The challenges facing the computing field are well known: enrollment in degree programs has steadily declined since 2001; women and minorities are underrepresented; many K12 students have a negative perception of computing; and reports say the innovation rate in the field has decreased.
To address these formidable challenges, a group of more than 200 participants from many sectors touched by computing, including business, education, government, engineering, and science, held a three-day Rebooting Computing Summit at the Computer History Museum in Mountain View, CA, last January.
The meeting comes at a critical time for the computing field, says Peter Denning, chairman of the computer science department at the Naval Postgraduate School in Monterey, CA, and organizer of the invitational summit.
“According to the last figures I saw, the total number of computer science students in the pipeline and expected to graduate is about two-thirds of the number of jobs needing to be filled,” Denning says. “These are rewarding jobs, demanding creativity.”
In addition to the inadequate number of computer science students, another disturbing reality is that key meetings of the leaders in science don’t regularly include computer scientists. “Computer science is often not at the table,” Denning says, “and that hurts science badly.”
Denning and a like-minded 18-member team decided that previous workshops and studies devoted to these issues hadn’t produced enough impact. It was time to try something different, so they invited a diverse, international group representing all major sectors of computing to meet, share ideas and find common ground, and take action.
Attendees say the summit succeeded in generating excitement in a community that’s been frustrated in its efforts to attract young people and collaborators, and report that they’re eager to continue the momentum started at the event.
“The most exciting part of the meeting was getting together with people who all share a passion for computer science and a common goal of working to help revitalize the field,” says Robb Cutler, past president of the Computer Science Teachers Association.

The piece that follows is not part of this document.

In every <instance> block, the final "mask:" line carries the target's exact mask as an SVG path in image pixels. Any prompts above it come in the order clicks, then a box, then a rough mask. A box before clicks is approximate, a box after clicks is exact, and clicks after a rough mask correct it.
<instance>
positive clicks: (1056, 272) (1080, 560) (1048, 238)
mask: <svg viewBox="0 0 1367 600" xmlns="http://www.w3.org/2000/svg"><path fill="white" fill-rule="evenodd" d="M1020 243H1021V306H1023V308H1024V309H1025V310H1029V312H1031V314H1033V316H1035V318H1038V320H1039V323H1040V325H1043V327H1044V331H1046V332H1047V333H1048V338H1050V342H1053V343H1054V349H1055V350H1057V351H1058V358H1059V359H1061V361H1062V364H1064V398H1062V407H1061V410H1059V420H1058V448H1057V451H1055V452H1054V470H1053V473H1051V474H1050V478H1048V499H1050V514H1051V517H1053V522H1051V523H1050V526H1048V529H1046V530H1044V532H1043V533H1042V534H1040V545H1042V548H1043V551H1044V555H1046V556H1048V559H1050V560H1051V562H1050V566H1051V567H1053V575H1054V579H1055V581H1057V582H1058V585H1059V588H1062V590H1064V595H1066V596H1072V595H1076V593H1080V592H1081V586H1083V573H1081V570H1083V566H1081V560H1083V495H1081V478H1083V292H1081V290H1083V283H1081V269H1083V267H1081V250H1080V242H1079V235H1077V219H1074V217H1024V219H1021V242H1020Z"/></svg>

The summit fostered connections among people with an interest in K12 computer science programs, Cutler says.
Tim Bell, associate professor at the University of Canterbury in New Zealand, says the summit brought together many people in an environment that seeded a lot of cooperation. “Not only did I meet people interested in the same kind of project, but there was the energy and impetus to do something cooperative on a global scale,” Bell says.
The summit’s main achievement was the formation of 15 action groups that will carry out projects in the coming year. These groups include Image of Computing, Defining Computer Science, and K8 FUNdamentals. Each group created a mission statement and a list of actions they plan to accomplish during the next year.
The Rebooting Computing Web site, rebootingcomputing.org, lists the groups, members, and contact information, and incorporates collaborative tools such as blogs, social networks, and wikis. Denning is encouraged by activity he’s seen since the summit, such as the appearance online of several videos about the conference.
“The loss of attraction to [computing] comes from our being unable to communicate the magic and beauty of the field,” Denning says. “We need to create an appreciation for the elegance and power of what computing can do.”